Read the account from

2 thoughts on “Piedmont Park Police Riot

  1. I was there when George, with his wonderful feather hat, called out for all to know there was a narc among us. The narc being grossly outnumbered and fearing for his safety, called for back-up…when the buses loaded with cops began to arrive me and my brother split. We had an apartment directly across the street from the park on the hill on Piedmont. We lit up a doobie and watched from the porch. I had already had my a share of head knocking s from APD and not up to another/

  2. I was there. I was very, very young–just 4 years old. My parents and I went to enjoy the music. I don’t remember much before the riot started. What I do remember was my parents driving around looking for a park exit, and finding every exit cordoned off. The police had commandeered city busses, and pulled them across the park entrances to block them.

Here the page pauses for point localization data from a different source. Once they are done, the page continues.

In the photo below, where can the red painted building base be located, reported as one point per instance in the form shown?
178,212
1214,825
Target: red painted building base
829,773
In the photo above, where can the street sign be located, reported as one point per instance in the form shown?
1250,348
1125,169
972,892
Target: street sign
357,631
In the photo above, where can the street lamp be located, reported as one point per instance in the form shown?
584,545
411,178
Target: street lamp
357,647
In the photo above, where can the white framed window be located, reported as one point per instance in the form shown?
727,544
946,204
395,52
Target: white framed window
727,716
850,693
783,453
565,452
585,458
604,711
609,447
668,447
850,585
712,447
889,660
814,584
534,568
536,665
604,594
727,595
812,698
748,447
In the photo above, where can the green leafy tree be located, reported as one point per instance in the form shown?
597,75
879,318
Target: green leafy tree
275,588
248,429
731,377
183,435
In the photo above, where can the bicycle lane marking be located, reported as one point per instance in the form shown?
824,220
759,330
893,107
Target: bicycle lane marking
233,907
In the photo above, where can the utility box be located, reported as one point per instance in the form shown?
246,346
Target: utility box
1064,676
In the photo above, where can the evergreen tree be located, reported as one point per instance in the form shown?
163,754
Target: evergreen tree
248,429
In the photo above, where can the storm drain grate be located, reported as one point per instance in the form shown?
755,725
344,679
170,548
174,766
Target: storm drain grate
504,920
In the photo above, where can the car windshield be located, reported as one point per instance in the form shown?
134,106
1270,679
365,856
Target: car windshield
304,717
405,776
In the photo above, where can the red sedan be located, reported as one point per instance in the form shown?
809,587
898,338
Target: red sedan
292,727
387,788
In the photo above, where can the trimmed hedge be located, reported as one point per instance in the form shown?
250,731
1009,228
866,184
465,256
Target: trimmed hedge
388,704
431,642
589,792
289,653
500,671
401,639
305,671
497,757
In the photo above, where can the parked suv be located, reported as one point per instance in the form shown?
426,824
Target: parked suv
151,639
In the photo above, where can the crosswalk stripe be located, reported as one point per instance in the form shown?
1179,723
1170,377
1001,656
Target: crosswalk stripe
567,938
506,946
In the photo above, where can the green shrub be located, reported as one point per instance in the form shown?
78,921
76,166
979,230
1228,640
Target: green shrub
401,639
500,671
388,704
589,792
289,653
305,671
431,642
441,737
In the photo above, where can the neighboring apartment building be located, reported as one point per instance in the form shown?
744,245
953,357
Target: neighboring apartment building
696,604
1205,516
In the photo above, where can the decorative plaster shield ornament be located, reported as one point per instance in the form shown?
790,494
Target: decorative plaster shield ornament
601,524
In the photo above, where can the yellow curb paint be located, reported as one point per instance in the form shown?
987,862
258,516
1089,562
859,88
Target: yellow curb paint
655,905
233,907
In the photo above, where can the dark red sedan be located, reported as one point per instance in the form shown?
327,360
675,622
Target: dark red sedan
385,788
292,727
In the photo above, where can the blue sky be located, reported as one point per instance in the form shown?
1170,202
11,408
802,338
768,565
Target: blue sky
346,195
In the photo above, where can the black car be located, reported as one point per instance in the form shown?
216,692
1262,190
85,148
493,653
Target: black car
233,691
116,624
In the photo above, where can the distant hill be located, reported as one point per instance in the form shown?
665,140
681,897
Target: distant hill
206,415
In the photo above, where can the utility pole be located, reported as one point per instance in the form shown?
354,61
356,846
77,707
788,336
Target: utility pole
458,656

    We wound up stopping in front of a playground on a hilltop at the very edge of the park. We sat on a swingset and watched the cloud of teargas at the base of the hill. I remember seeing one person pick up a smoking teargas canister and hurl it back into the line of police. The police responded by rushing the crowd and hitting people with what my parents told me were lengths of garden hose filled with lead shot. They would knock people unconscious and then drag them out to toss them in the backs of busses waiting nearby.

    To this day, 54 years later, I can still smell the teargas.